Marburg is a historic home located in the Carillon/Byrd Park area of Richmond, Virginia. It is the oldest standing residence in this area of Richmond, predating nearby Maymont by 4 years. The house was slated for demolition in 2013 to make way for 6 new homes but was saved by an ardent group of preservationists and the Historic Richmond Foundation. The redesigned development will now incorporate and encircle the existing house. An exterior restoration was completed in 2015 returning the house to its original colors after being stark white for many years. The barn red roof color was also restored. Two antebellum structures survive on this property: a 2-room servant cottage and a kitchen, both of which pre-date the house itself by over 30 years (see below). As of February 2021, the house and dependencies have been repainted white with green shutters and roof, retaining a classic feel amongst the newer homes built around it.

==History==
Built in 1889 by Colonel Charles Euker, the house was named after his hometown of Marburg in Hessen, Germany. Euker was a courier for George Washington Custis Lee during the Civil War and later ran a successful saloon and billiard hall in Richmond. He was later Commandant of the Lee Confederate Soldier's Home, now the site of the Virginia Museum of Fine Arts. After Euker's ownership, it passed through a series of prominent Richmond families, largely as a summer residence. Alterations and improvements were made over the years, the last being renovations after a 1939 fire which necessitated new flooring and paneling on the first floor. New improvements and interior painting were started in January 2018.

==Architectural style==
Features of Free Classic Queen Anne style architecture and Folk Victorian predominate the structure. Colonial Revival Style entry doors and surrounds were added in a 1939 renovation influenced by the recent Colonial Williamsburg restoration. Other interesting architectural elements abound including false windows, clipped gables, vertical beading, shingle tile siding, dentil mouldings, and functional exterior shutters. One standout feature is the striking Art Deco brick patio which wraps around the front of the home. It was added in the 1920s while the summer home of U.S. Tobacco Association President Tazewell M. Carrington.

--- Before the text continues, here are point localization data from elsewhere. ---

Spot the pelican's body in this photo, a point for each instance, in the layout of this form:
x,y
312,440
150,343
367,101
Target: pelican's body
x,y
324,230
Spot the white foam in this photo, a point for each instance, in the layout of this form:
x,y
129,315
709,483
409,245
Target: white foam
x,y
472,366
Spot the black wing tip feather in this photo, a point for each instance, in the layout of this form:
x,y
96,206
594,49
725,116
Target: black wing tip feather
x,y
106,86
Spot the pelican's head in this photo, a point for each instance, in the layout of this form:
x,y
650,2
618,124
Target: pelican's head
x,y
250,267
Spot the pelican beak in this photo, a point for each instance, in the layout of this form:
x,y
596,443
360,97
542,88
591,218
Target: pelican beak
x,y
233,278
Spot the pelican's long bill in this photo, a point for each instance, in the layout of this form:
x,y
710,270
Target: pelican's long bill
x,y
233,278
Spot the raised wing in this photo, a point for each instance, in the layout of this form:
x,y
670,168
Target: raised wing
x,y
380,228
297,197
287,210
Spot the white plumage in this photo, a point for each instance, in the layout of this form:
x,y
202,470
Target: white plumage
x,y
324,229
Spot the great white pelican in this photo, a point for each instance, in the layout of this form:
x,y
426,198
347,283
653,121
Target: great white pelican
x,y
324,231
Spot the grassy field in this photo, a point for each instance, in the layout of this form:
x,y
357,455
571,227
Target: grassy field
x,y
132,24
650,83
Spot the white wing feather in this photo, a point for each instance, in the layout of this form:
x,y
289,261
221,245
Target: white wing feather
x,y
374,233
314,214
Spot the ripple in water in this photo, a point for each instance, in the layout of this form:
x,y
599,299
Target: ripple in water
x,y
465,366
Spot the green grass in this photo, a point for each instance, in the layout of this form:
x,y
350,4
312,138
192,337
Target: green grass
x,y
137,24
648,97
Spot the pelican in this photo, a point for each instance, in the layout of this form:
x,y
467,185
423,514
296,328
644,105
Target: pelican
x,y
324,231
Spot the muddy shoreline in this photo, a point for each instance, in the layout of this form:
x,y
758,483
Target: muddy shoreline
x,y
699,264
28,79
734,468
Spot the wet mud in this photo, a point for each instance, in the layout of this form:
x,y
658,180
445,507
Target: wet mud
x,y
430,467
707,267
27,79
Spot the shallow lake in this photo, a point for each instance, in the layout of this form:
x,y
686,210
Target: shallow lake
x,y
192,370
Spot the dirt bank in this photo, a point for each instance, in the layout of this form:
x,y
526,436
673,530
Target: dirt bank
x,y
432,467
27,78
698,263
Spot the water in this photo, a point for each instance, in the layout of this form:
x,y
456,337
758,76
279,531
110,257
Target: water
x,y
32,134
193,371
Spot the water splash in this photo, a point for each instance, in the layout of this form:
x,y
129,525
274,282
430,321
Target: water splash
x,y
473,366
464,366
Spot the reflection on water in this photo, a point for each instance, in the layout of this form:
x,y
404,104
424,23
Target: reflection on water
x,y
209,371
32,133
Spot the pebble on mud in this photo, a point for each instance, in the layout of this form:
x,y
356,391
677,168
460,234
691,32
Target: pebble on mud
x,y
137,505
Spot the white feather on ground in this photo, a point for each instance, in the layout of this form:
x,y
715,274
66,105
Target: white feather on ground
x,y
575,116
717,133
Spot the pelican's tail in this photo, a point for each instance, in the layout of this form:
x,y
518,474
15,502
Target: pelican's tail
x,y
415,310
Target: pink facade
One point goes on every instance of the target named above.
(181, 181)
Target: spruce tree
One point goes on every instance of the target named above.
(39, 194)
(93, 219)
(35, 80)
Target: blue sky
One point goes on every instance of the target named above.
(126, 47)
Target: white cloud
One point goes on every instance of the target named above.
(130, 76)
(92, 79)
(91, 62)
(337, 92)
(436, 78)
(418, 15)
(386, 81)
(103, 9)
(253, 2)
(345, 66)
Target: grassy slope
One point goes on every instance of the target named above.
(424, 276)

==Tenant farmer cottage and kitchen==
The land on which Marburg was built was previously part of a larger 90-acre farm called "Beechwood Farm" owned by wealthy merchant Bolling Haxall during the mid-19th century. Haxall did not reside at Beechwood Farm, but instead used it as a tenant farming operation for added income. Maps from the period show several farm structures in the general vicinity of these cottages but all were thought to have been lost over time. Dixon Kerr, a noted window restoration expert who rehabilitated the old windows, discovered they were single hung sashes with mortise and tenon joinery, both of which date to the antebellum period. Gordon Lohr, an architecture expert and past Revolving Fund Manager for the APVA, also reviewed the buildings and found nails, saw marks, hand-made bricks, and roof ridge boards indicative of the 1840s-1850s period. The 2-room cottage with central chimney was, in all likelihood, used for the tenant farmers and their families. The kitchen retains a massive brick fireplace (although the exiting chimney has clearly been replaced as it is not in scale with the fireplace. As the Marburg tract was the first parcel to be sold off from Beechwood Farm in 1888, it was likely chosen to include the cottage and kitchen to reduce building costs, as Euker was not especially wealthy.